Let's talk more realistically and clearly. The surplus funds in Jordan are located in four sectors. The first is the banking sector, which has more than JD55 billion in assets, and these are mostly funds for the private sector and its companies. And the second, is the stock market, the volume of its funds is measured by the market value of the shares listed that market, which reached 12.9 billion dinars at the end of 2020. This is also mainly owned by the private sector, the Social Security Investment Fund (SSIF) and non-Jordanian investors.
Third, the Central Bank’s foreign assets, which are estimated at about $16 billion. These are sovereign assets, but these assets can only be used for monetary policy purposes.

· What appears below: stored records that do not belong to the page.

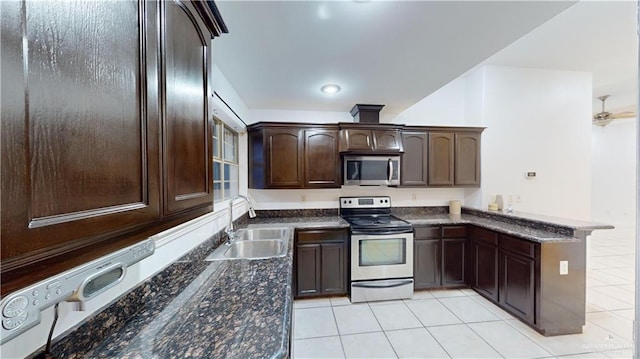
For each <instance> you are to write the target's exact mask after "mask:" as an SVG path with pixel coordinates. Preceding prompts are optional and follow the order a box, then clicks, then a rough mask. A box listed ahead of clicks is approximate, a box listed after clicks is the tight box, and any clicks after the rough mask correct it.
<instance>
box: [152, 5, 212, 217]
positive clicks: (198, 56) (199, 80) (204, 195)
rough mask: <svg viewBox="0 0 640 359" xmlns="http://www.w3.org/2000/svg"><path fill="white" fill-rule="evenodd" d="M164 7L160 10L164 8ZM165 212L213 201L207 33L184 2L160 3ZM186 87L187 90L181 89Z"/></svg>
mask: <svg viewBox="0 0 640 359" xmlns="http://www.w3.org/2000/svg"><path fill="white" fill-rule="evenodd" d="M163 10H164V11H163ZM161 14H164V21H165V26H164V28H165V31H164V32H163V33H162V43H163V44H164V49H165V54H164V55H165V61H164V62H163V65H164V66H163V68H162V73H163V75H164V76H163V77H164V78H163V79H162V82H163V83H164V84H165V91H164V99H163V100H164V101H162V103H163V108H162V112H161V113H162V114H163V116H162V117H163V121H162V125H163V131H162V133H163V135H164V137H163V148H165V149H166V150H165V151H164V152H163V154H164V156H163V160H164V161H163V176H164V179H165V183H166V188H165V192H164V194H165V198H164V214H165V215H170V214H173V213H176V212H179V211H184V210H186V209H193V208H195V207H207V206H210V205H211V201H212V200H211V198H212V196H213V193H212V175H213V174H212V165H211V158H213V152H212V147H211V141H210V140H209V139H210V138H211V135H212V133H211V128H212V125H213V124H212V122H211V121H210V117H209V116H208V111H207V109H208V94H210V93H212V91H211V90H210V88H209V84H210V81H209V71H208V69H209V68H210V67H211V61H210V59H209V56H208V54H209V53H210V46H211V35H210V33H209V31H208V30H207V27H206V26H205V24H204V21H203V20H202V18H200V17H199V16H197V13H194V11H193V9H191V8H190V7H189V6H188V3H183V2H177V1H168V2H163V3H162V5H161ZM186 88H188V89H189V91H185V89H186Z"/></svg>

As for the fourth sector, it is the SSIF, and its money is not for the treasury but for social security subscribers, and these funds cannot be touched by anyone except the board of SSIF. The investment policy for the funds of the SSIF must remain left to the management of the fund, which I believe needs to be revisited, developed and improved to be in line with global investment strategies in this area. So the question remains, can Jordan establish a sovereign investment fund?
The answer to this question, from my point of view, is associated with many necessary and difficult, but not impossible conditions. This requires special sessions, brainstorming, firm legislation and governance, and foundations for a different management polices of treasury funds and state assets, which are abundant in the skies of Jordan, on its soil and under the soil as well.